Diversity-Augmented Negative Sampling for Implicit Collaborative Filtering
Yueqing Xuan, Kacper Sokol, Mark Sanderson, Jeffrey Chan
TL;DR
This paper tackles the problem of ineffective negative sampling in implicit collaborative filtering due to sampling from dense regions of the item space. It introduces Diverse Negative Sampling (DivNS), a three-component framework that (i) builds user-specific caches of informative negatives, (ii) applies diversity-augmented $k$-DPP sampling to select a diverse subset from the cache while penalizing similarity to hard negatives, and (iii) synthesizes negatives by mixing hard and diverse negatives. Theoretical and empirical analyses show traditional sampling overlooks diversity, leading to biased training; DivNS improves generalisation and ranking quality across four diverse datasets, with modest computational overhead. The approach is validated across MF and LightGCN with consistent gains, and ablation studies confirm the critical roles of caching, diversity-driven sampling, and synthetic negatives. Overall, DivNS offers a practical, metadata-free, scalable method to enhance negative sampling by promoting informative and diverse training signals in implicit CF.
Abstract
Recommenders built upon implicit collaborative filtering are typically trained to distinguish between users' positive and negative preferences. When direct observations of the latter are unavailable, negative training data are constructed with sampling techniques. But since items often exhibit clustering in the latent space, existing methods tend to oversample negatives from dense regions, resulting in homogeneous training data and limited model expressiveness.
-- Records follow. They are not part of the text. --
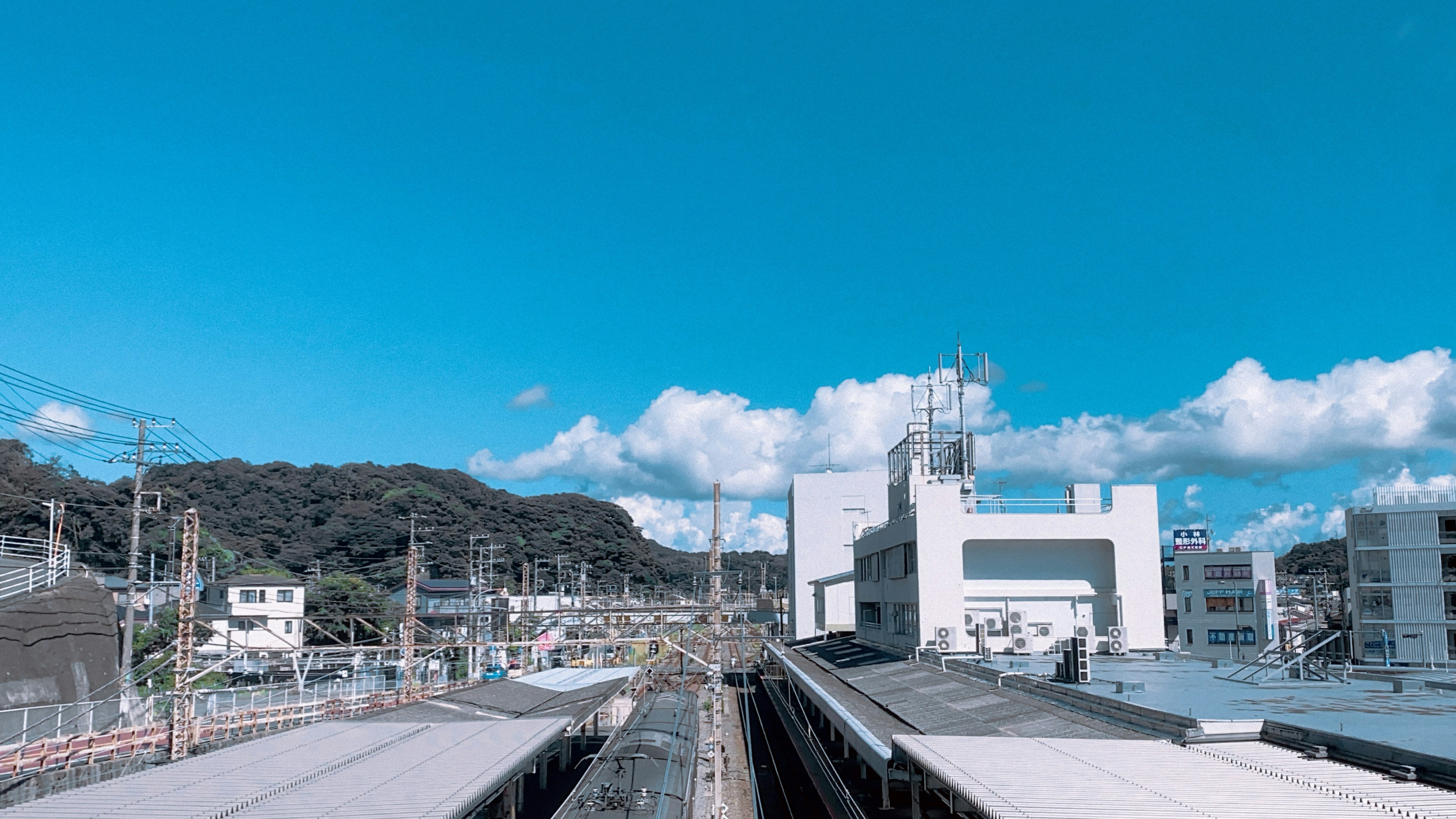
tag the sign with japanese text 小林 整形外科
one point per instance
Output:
(1190, 540)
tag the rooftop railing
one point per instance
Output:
(999, 505)
(1409, 494)
(46, 572)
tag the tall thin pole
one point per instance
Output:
(187, 611)
(133, 556)
(408, 651)
(715, 556)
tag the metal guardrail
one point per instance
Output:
(118, 744)
(1411, 494)
(44, 573)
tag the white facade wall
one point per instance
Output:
(277, 627)
(835, 604)
(1403, 576)
(825, 512)
(1065, 570)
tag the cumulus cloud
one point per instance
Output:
(689, 525)
(1247, 425)
(56, 420)
(1274, 528)
(686, 439)
(538, 395)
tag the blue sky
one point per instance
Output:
(347, 232)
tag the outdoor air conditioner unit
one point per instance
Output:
(1117, 640)
(946, 637)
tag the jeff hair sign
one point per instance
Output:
(1190, 540)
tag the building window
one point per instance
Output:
(1229, 636)
(870, 568)
(1228, 605)
(1375, 604)
(894, 562)
(1374, 566)
(905, 618)
(1371, 531)
(1447, 528)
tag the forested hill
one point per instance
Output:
(347, 518)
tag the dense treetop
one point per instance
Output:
(346, 518)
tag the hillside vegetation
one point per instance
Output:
(348, 519)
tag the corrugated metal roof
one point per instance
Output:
(1055, 779)
(568, 679)
(362, 770)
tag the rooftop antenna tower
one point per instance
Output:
(957, 369)
(829, 458)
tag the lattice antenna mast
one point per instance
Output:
(407, 655)
(187, 613)
(965, 369)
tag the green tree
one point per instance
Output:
(154, 639)
(338, 596)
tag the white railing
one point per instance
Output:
(998, 505)
(47, 572)
(1409, 494)
(27, 549)
(43, 722)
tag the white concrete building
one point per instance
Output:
(1403, 576)
(826, 511)
(835, 602)
(1028, 569)
(258, 613)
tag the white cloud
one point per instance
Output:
(1192, 497)
(56, 420)
(686, 439)
(1273, 528)
(538, 395)
(1246, 425)
(689, 525)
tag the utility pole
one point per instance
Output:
(407, 655)
(187, 613)
(715, 556)
(132, 557)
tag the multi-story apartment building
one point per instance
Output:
(255, 613)
(1227, 607)
(1403, 576)
(826, 512)
(1030, 570)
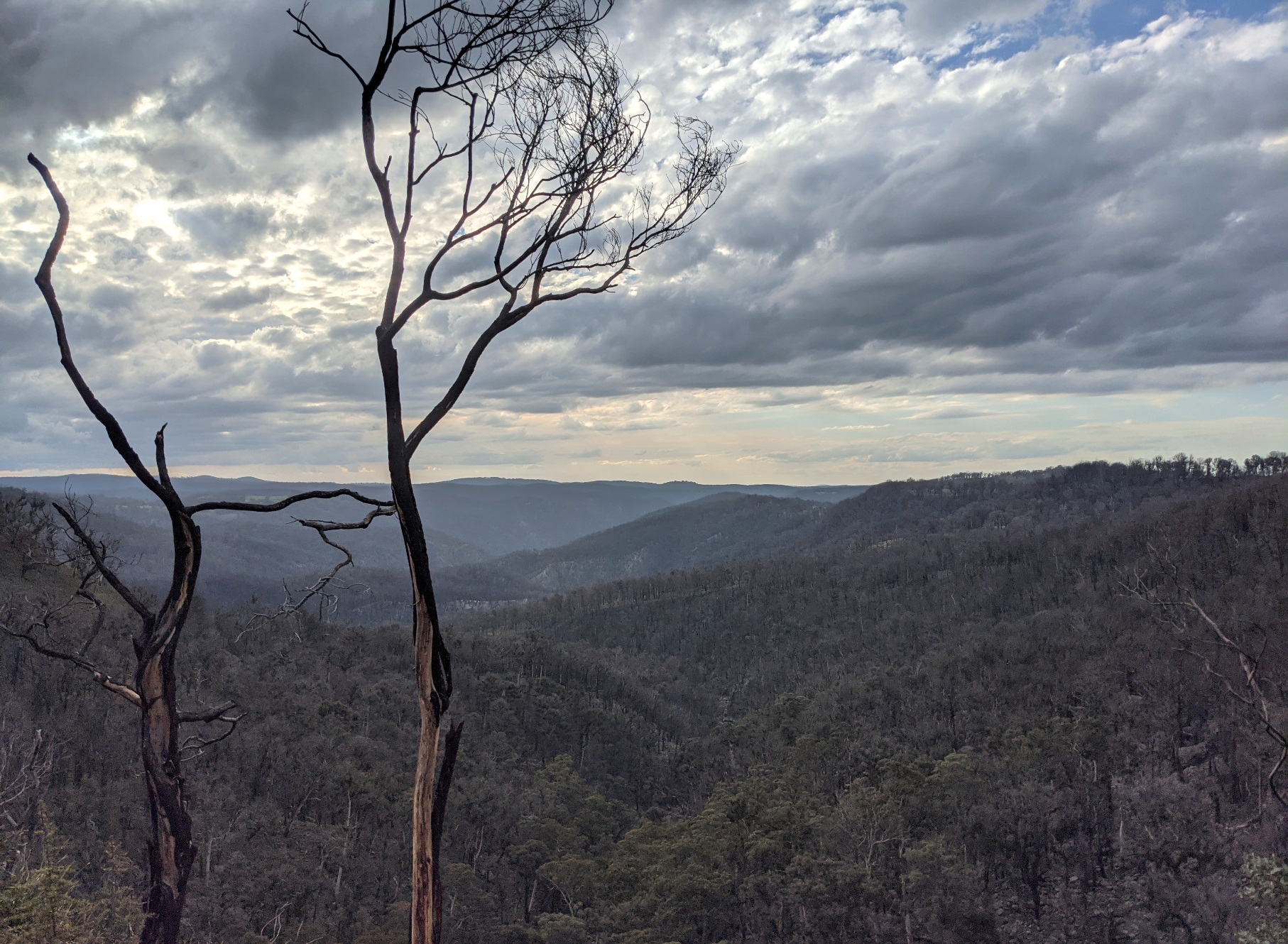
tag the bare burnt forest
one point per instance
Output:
(1020, 708)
To address these shortcomings, we propose a novel negative sampler with diversity guarantees. To achieve them, our approach first pairs each positive item of a user with one that they have not yet interacted with; this instance, called hard negative, is chosen as the top-scoring item according to the model. Instead of discarding the remaining highly informative items, we store them in a user-specific cache. Next, our diversity-augmented sampler selects a representative subset of negatives from the cache, ensuring its dissimilarity from the corresponding user's hard negatives. Our generator then combines these items with the hard negatives, replacing them to produce more effective (synthetic) negative training data that are informative and diverse. Experiments show that our method consistently leads to superior recommendation quality without sacrificing computational efficiency.